Juste après les attentats du 11 septembre 2001, Pascal Lamy et son collègue américain culpabilisent les délégations en déclarant qu’un succès à Doha « contribuera à la lutte contre le terrorisme » ce qui est lourd d’implications pour ceux qui résistent aux propositions américano-européennes.
Celles-ci exigent de réduire ou supprimer non seulement les tarifs douaniers mais aussi les lois et règlements qui ont trait aux services environnementaux, par exemple le service de l’eau, la gestion des déchets, les parcs naturels, les parcs touristiques et tous les services qui interviennent dans la politique d’aménagement du territoire.
En fait, l’Union européenne entend donner un formidable coup d’accélérateur à la privatisation des services
Procédure agressive
La procédure est terriblement agressive :
– elle impose une négociation, même aux pays qui n’en veulent pas ;
– elle soumet des pays qui ne sont pas industrialisés à la pression des pays riches qui disposent d’atouts majeurs pour imposer leur choix : ce sont toujours les mêmes qui disposent de la pression politique, économique et financière et de tous les experts nécessaires dans tous les domaines.
– les pays en développement ne possèdent pas sur les pays riches les informations nécessaires pour formuler eux aussi des demandes pertinentes et faire ainsi jeu égal avec ces pays.

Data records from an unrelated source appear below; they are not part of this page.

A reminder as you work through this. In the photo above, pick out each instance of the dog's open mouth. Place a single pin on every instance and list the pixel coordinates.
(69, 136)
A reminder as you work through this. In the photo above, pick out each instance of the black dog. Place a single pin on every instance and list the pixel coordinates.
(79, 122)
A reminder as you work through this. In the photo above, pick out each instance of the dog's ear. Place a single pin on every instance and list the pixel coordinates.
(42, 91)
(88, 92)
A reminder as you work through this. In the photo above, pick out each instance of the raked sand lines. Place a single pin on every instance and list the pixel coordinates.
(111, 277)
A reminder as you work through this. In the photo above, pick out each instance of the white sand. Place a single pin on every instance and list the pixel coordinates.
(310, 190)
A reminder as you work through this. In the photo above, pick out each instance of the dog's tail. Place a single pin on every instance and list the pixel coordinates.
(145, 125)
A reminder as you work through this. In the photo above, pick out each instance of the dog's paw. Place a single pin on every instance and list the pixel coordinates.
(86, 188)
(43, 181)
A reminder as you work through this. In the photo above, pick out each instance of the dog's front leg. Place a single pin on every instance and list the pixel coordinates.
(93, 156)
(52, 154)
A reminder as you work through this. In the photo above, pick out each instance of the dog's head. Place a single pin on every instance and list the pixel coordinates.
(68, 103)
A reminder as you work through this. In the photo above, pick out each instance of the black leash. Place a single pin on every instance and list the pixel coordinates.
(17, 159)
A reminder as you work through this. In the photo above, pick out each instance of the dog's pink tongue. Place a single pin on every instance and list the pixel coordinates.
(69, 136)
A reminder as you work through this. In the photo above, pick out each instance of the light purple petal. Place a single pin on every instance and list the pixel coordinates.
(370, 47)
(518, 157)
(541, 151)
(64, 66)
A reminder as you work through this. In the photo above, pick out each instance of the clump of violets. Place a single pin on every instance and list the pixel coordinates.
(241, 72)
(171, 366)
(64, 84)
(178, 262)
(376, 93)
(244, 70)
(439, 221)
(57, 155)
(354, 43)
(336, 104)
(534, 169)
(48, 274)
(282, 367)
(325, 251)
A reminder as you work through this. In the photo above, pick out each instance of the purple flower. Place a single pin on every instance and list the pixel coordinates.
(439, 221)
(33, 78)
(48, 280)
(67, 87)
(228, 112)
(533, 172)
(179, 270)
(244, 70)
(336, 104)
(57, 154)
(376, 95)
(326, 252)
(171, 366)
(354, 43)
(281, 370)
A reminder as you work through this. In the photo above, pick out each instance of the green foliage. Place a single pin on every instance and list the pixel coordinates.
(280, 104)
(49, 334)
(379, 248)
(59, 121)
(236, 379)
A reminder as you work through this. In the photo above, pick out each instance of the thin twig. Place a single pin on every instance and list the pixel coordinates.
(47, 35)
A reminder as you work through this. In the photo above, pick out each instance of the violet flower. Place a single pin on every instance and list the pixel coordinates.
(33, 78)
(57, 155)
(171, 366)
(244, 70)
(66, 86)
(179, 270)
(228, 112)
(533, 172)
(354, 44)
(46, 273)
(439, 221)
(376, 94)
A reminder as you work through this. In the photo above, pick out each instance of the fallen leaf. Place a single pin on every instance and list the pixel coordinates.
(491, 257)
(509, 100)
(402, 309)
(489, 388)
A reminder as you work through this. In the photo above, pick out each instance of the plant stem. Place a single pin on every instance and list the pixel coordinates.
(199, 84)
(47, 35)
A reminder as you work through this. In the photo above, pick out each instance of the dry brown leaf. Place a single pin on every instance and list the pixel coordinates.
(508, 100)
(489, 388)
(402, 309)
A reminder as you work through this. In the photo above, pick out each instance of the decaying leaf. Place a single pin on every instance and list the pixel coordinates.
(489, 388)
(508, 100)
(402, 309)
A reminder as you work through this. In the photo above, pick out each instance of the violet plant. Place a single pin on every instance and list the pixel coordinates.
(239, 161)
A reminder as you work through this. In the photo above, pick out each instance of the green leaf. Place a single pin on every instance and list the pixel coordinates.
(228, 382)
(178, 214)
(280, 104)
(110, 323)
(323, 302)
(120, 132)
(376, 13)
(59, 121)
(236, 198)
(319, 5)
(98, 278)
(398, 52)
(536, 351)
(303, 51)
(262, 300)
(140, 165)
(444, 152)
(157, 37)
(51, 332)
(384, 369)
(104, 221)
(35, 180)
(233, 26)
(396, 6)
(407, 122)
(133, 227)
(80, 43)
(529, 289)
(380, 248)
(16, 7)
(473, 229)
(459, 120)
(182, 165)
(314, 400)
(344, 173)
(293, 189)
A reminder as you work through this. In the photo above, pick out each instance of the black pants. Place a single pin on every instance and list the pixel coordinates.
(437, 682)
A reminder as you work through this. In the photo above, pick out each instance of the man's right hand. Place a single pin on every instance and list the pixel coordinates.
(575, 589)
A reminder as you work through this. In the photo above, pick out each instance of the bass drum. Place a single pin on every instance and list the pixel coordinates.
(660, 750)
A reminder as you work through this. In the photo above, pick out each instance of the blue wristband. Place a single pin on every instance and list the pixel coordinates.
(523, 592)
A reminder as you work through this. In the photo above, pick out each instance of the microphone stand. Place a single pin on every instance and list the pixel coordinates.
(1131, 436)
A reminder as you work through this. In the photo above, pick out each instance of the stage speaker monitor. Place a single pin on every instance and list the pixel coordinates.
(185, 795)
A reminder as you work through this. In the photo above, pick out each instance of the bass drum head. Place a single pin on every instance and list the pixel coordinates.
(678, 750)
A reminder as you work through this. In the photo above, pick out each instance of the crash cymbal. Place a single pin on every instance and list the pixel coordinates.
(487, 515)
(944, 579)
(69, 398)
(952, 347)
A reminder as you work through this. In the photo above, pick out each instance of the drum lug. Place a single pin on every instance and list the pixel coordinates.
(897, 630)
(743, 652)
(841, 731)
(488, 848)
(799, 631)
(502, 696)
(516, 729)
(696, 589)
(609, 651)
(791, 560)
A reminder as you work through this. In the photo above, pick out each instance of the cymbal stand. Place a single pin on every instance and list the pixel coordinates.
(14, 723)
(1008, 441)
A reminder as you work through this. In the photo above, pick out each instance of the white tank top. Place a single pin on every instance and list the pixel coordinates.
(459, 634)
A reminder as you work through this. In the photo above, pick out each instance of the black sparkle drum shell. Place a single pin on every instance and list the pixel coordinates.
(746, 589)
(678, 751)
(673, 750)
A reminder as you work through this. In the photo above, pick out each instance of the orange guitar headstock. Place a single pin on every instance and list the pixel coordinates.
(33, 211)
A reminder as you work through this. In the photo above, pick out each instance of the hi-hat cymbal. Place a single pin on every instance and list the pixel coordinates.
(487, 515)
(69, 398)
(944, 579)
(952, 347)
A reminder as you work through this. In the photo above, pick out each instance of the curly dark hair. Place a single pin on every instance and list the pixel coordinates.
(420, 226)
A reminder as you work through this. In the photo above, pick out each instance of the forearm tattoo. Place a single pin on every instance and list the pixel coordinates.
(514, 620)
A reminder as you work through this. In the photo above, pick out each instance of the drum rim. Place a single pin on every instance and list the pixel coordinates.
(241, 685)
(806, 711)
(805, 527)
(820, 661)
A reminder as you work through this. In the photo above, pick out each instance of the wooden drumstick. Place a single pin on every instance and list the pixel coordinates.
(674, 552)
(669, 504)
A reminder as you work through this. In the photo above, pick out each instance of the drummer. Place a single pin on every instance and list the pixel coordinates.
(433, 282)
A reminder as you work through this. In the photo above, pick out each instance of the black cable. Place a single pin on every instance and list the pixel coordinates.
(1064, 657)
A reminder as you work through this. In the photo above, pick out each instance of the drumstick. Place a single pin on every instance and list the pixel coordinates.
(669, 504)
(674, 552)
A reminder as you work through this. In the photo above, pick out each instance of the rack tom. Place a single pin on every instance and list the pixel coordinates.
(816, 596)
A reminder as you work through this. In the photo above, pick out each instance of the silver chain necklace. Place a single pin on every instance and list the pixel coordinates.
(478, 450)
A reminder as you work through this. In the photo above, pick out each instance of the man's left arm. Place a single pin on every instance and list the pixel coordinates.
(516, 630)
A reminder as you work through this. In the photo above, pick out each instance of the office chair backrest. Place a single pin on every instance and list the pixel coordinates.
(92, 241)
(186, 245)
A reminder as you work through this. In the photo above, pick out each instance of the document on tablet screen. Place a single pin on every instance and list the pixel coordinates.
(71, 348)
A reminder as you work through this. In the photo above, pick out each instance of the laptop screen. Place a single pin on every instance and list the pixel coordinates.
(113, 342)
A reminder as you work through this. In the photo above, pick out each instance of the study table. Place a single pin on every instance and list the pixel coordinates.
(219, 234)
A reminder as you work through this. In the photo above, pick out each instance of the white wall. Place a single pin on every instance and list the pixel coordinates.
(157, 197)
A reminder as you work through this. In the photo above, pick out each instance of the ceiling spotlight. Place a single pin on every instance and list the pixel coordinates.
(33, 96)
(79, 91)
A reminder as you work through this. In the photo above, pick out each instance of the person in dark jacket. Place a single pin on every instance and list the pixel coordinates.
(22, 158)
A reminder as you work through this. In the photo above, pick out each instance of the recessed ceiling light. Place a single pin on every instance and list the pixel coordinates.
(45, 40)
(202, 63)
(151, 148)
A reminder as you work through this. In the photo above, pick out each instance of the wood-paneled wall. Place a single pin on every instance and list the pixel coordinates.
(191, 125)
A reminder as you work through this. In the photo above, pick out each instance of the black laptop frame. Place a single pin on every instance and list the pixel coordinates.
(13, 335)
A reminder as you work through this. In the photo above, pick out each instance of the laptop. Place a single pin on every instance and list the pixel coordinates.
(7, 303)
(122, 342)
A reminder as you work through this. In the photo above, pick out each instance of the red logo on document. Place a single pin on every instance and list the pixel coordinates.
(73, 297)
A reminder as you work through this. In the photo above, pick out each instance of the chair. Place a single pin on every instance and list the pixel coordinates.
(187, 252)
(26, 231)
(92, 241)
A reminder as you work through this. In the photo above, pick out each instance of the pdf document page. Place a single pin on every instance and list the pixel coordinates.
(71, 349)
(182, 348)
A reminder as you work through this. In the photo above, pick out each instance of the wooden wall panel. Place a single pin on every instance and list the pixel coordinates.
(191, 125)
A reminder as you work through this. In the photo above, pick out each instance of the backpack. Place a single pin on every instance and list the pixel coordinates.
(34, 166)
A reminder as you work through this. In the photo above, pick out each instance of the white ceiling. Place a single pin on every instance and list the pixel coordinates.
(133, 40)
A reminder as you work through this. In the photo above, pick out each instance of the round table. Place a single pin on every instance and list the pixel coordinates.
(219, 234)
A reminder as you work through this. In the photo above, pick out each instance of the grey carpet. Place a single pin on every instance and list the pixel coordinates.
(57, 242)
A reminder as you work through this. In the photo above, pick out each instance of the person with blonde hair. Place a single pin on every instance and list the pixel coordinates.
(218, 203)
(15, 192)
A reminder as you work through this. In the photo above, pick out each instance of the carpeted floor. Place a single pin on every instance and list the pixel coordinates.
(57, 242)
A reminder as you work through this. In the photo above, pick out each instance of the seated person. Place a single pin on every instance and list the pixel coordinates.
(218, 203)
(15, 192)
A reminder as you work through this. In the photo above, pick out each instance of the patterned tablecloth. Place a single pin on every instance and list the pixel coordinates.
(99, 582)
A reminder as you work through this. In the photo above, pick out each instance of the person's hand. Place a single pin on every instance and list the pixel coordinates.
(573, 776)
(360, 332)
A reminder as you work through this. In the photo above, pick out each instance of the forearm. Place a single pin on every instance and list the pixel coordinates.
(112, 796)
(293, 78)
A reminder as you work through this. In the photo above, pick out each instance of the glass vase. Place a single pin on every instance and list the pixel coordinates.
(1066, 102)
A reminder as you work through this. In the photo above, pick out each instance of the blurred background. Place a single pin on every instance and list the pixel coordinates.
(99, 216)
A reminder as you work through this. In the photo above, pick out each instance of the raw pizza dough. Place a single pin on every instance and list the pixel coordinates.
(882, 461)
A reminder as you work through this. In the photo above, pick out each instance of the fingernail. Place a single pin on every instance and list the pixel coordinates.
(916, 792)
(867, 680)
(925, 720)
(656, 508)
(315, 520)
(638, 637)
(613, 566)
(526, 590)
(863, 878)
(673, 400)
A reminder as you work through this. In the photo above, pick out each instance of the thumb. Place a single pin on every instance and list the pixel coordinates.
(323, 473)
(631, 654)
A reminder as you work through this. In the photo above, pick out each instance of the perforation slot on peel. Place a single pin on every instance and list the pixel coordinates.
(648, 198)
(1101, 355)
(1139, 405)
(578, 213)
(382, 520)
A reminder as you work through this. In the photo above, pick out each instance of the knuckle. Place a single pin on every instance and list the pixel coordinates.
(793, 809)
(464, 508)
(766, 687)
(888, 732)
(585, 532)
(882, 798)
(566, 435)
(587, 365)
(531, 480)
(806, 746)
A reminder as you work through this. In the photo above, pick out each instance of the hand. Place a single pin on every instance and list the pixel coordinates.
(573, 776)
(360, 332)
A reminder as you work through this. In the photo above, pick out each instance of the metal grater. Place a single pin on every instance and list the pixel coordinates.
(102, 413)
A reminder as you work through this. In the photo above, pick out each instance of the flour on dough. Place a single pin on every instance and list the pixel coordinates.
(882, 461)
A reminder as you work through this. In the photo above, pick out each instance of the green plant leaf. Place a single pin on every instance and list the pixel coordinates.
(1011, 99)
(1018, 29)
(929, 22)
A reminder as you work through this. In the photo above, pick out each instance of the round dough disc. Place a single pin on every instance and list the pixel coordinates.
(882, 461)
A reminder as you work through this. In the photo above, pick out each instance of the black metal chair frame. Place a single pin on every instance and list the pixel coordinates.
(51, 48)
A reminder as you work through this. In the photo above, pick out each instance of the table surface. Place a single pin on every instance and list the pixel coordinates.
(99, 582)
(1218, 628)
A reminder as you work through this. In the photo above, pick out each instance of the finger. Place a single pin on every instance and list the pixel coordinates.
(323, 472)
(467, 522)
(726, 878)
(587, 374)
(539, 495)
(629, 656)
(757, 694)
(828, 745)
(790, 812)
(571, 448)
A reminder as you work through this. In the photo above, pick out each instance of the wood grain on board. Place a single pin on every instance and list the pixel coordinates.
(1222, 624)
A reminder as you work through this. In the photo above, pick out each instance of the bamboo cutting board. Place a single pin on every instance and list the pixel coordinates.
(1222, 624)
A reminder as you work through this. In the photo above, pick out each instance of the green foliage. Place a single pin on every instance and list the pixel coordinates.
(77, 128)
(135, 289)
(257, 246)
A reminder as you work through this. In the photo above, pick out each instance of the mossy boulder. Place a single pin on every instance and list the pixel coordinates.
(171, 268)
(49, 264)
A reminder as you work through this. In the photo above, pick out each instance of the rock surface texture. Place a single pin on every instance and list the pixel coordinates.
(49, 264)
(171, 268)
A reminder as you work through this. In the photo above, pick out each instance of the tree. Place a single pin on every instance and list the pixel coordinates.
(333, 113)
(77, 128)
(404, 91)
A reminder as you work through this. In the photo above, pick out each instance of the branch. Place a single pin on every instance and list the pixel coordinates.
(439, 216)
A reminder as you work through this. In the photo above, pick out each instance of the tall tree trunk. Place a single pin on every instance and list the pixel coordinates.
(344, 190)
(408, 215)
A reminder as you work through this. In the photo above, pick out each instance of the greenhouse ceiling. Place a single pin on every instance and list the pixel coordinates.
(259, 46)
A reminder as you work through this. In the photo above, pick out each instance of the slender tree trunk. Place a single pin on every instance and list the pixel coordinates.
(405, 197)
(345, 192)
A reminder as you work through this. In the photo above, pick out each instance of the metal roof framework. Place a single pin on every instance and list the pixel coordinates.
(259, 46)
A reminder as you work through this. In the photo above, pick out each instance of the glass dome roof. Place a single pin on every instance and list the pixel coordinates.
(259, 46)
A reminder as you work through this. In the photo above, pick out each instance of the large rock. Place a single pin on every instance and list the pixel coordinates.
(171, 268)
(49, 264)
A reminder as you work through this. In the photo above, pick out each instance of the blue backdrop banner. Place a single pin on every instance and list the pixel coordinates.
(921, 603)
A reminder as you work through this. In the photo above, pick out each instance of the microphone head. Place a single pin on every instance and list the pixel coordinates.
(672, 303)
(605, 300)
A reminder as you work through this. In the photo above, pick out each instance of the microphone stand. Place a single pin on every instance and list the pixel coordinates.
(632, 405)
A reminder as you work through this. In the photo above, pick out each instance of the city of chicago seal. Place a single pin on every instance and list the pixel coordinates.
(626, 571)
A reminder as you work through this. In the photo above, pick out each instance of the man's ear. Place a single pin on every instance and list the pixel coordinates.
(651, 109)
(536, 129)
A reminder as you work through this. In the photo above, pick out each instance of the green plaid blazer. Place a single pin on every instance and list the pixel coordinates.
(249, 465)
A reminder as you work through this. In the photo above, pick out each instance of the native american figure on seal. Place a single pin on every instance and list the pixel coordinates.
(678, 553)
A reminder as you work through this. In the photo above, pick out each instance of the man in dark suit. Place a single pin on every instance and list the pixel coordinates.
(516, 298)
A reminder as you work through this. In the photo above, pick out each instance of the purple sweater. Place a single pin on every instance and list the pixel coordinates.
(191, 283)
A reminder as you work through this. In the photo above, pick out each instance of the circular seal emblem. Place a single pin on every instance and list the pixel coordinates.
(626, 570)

Aussitôt après la conférence de Doha, les services de Pascal Lamy se mettent au travail, privilégiant une intense collaboration avec les milieux d’affaires et en l’occurrence le Forum Européen des Services, ce groupement patronal des fournisseurs de services privés. Pascal Lamy leur demande d’établir, pays par pays, les services que les patrons européens veulent voir libéraliser, les législations qu’ils veulent voir démantelées, tout ce qu’ils considèrent comme des obstacles à la concurrence commerciale.
En revanche, aucun des quinze parlements nationaux n’est consulté, et pas davantage le Parlement européen.
Le 30 juin 2002, en notre nom à tous, la Commission européenne demande à 109 pays de libéraliser une série de services et d’abolir des lois et de règlements.
Secret absolu
De plus la Commission exige et obtient des 15 gouvernements de l’Union Européenne le secret absolu sur ces demandes, tout en endormant l’opinion publique. Pascal Lamy déclare : on n’a pas touché aux services publics, on n’a pas touché à l’éducation, on n’a rien demandé aux pays les plus pauvres, le droit de chaque pays de protéger ses services est respecté.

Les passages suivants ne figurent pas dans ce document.